Importante punto magnetico del campus universitario, la biblioteca Geisel è circondata da diverse sculture ed altre meraviglie paesaggistiche, tra cui il sinuoso viale percorribile a forma di serpente dedicato all’attrice e cantante Alexis Smith, per non parlare del sovradimensionato monolito rappresentante una prima edizione del poema Paradise Lost di John Milton (1608–1674). E naturalmente, l’immancabile statua di bronzo con il Dr. Seuss in persona, seduto su una panchina e fiancheggiato dal suo personaggio più famoso, il Gatto col Cappello creato nel 1957, protagonista della divertente storia che fu in grado di cambiare radicalmente le modalità considerate utili a educare alla lettura i bambini in età scolare. Non più meri spettatori di un’idealizzata vita familiare priva di soprese o qualsivoglia realismo, bensì veri e propri attori coinvolti nella rutilante baldoria della casa visitata, in assenza dai genitori, dal misterioso essere sovrannaturale che da il nome al racconto.
Rinnovata ed espansa nel 1993, in aggiunta all’inclusione di un migliore impianto di circolazione dell’aria e sistemi antincendio di tipo più conforme ai crismi correnti, la biblioteca sarebbe quindi giunta a contenere oggi un numero stimato attorno ai 7 milioni di volumi. Cui si aggiunge la mostra permanente e niente meno che fondamentale dei circa 8.500 oggetti tra disegni, cimeli, manoscritti e registrazioni originali dell’eponimo Theodor Geisel, in buona parte forniti attraverso gli anni da lui stesso e il resto della sua famiglia. Dotata di sistemi all’avanguardia nell’archiviazione e punto di riferimento per diverse importanti opere di ricerca, la biblioteca ha celebrato nell’agosto del 2020 i suoi primi 50 anni di esistenza, dando inizio ad una lunga serie di eventi il cui calendario si è trovato ad interrompersi durante il successivo inverno, per l’inizio globale della pandemia da Covid-19.

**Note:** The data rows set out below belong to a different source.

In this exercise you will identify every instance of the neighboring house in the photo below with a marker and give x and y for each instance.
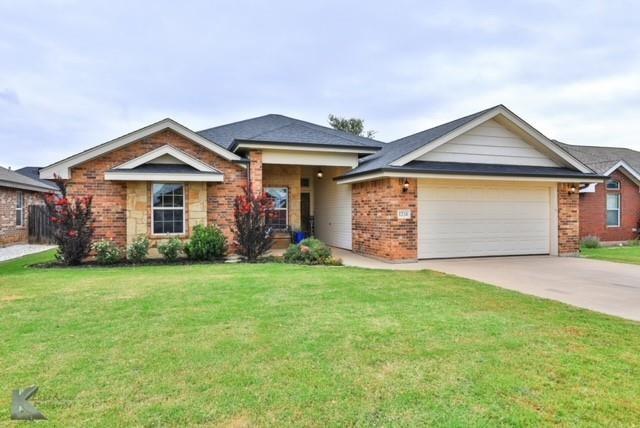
(485, 184)
(17, 193)
(610, 211)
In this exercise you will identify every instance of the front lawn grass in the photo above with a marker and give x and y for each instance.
(630, 254)
(282, 345)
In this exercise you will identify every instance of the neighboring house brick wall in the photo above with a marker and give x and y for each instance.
(110, 197)
(376, 229)
(568, 219)
(10, 233)
(593, 211)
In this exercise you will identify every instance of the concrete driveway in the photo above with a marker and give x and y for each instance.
(607, 287)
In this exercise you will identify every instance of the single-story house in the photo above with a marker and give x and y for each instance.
(610, 211)
(17, 193)
(482, 185)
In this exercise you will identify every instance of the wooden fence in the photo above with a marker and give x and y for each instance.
(40, 226)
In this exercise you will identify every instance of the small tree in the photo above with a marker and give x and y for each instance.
(253, 236)
(353, 126)
(72, 224)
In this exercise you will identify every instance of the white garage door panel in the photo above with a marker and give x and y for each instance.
(470, 219)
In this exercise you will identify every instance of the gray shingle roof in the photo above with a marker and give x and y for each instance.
(278, 129)
(12, 179)
(601, 159)
(399, 148)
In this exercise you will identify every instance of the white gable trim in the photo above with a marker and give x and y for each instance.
(62, 168)
(171, 151)
(511, 117)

Ciononostante, in quest’epoca di crisi storiche ed incertezze, essa resta un importante faro di riferimento per chi crede nella conservazione delle opere cartacee, tesori tangibili che superano i meriti della più pura ed incorporea digitalizzazione. Sebbene proprio questa linea di pensiero, paradossalmente, potrebbe essere vista in conflitto con il più puro e impersonale sentiero filosofico alla base del Brutalismo. Perché come disse qualcuno in una celebre saga cinematografica: “Soltanto un Sith vive di assoluti”. E non c’è Star Destroyer migliore, di quello carico di tutta l’antichissima ed incomparabile saggezza dell’Universo.